Sen bile farkında değilsen
Orhan Kemal Cengiz, hoş bir vak’a nakletti geçenlerde. Köy yakma hadiselerinin yoğun bir şekilde yaşandığı o karanlık günlerde bir vatandaşımız Avrupa İnsan Hakları Mahkemesi’nde ifadeye çağrılır. Mağdurdur, mazlumdur. Hâkimler sorar: “Sana kötü muamele edildi mi?” Anında cevap verir, her türlü zulme maruz kalan kişi: “Haşa! Hiçbir kötü muameleye tabi tutulmadım; devletimden memnunum.” Heyet şaşırır. Ayrıntılı sorulara geçilince anlaşılır gerçek. Vatandaş sorgusuz sualsiz nasıl derdest edildiğini, kışın ortasında günlerce camı kırık nezarethanede nasıl bekletildiğini vs. tek tek anlatmaya başlar. İşte o an zulmün fotoğrafı kare kare gün yüzüne çıkmaktadır.
Memleketin durumu, aynen yukarıda anlatılan vak’aya benziyor. İnsanlara cevrediliyor, gadrediliyor, zulmediliyor; ama öteden beri şuur altına yerleştirilen kutsamalar ve korkutmalar nedeniyle kişiler nasıl bir mezalime maruz kaldığını çoğu kez fark edemiyor. Bilinçaltı telkinler, devlete baba rolü biçince bazıları onun kulak çekmesini de tokat atmasını da makul görüyor herhalde. Dolayısıyla şöyle düşünüyor vatandaş: devlet değil mi; dövüyorsa sevgisinden, azarlıyorsa şefkatindendir...
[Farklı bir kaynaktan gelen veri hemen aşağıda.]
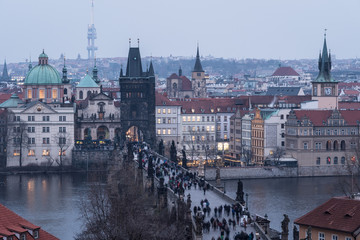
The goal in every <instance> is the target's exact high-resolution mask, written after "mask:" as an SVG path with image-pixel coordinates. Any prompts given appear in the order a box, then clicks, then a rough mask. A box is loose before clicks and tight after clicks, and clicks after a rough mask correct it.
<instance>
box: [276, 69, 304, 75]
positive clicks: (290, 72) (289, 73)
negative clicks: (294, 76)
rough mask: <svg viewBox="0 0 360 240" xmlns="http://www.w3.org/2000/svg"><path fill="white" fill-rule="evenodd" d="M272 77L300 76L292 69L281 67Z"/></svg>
mask: <svg viewBox="0 0 360 240" xmlns="http://www.w3.org/2000/svg"><path fill="white" fill-rule="evenodd" d="M271 76H300V75H299V74H298V73H297V72H296V71H295V70H294V69H292V68H291V67H279V68H278V69H276V71H275V72H274V73H273V75H271Z"/></svg>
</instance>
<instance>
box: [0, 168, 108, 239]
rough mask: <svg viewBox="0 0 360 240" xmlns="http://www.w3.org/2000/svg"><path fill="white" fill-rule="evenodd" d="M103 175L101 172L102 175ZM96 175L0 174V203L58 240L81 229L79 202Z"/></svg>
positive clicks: (96, 178) (68, 174)
mask: <svg viewBox="0 0 360 240" xmlns="http://www.w3.org/2000/svg"><path fill="white" fill-rule="evenodd" d="M102 175H105V174H102ZM99 179H101V178H99V176H98V175H97V174H91V175H87V174H39V175H11V176H4V175H0V203H1V204H3V205H5V206H6V207H8V208H9V209H11V210H12V211H14V212H16V213H17V214H19V215H21V216H22V217H24V218H25V219H27V220H29V221H30V222H32V223H34V224H35V225H39V226H41V227H42V228H43V229H44V230H46V231H48V232H50V233H52V234H53V235H55V236H56V237H58V238H60V239H73V237H74V235H75V233H78V232H79V229H81V225H82V224H81V221H80V220H79V216H80V215H79V209H78V205H79V201H80V198H81V196H83V195H84V194H85V193H86V190H87V186H88V182H91V181H102V180H99Z"/></svg>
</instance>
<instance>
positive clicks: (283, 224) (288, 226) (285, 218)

Türkiye’de devlet-birey-toplum ilişkileri demokratik ve hukuki bir yörüngeye hâlâ oturtulamadı. Devlet nedir, ne için vardır, kime hizmet etmekle yükümlüdür, hayatımıza müdahale sınırı nerede başlar nerede biter?.. Bazı saftirik eşhasa göre devlet -haşa- Tanrı gibidir. O yüzden “devlete şirk koşulmaz” nevinden aforizmalara bile rastlanır. Bazen de melikler çağındaki ‘kardeş katli fetvaları’na bile müracaat edilerek demokrasilerdeki devlet-toplum ilişkisi yerle bir edilir. Sonuç? Tabii ki renkten renge girebilen korkunç bir zulüm.
Bu akıl dışı manzara bir yandan güç zehirlenmesi ile malul yönetim anlayışını işaretlerken diğer yandan kendi haklarının farkında olmayan bireyleri de açığa çıkarıyor. O yüzden şeffaf bir sistem kurulamıyor, hesap verebilir yönetimler işbaşı yapamıyor, demokratik denetim yolları açılamıyor... Vatandaş; yolsuzluk, rüşvet, ihtikar, ihtilas gibi suçları işleyenlere: “Devletin patronu benim; sen benim vergimle ayakta duruyorsun, kaynakları iyi kullanmak, anayasa ve yasalara uymak zorundasın, hiçbir kişiyi ötekileştiremezsin, toplumu kamplaştıramazsın” diyemiyor.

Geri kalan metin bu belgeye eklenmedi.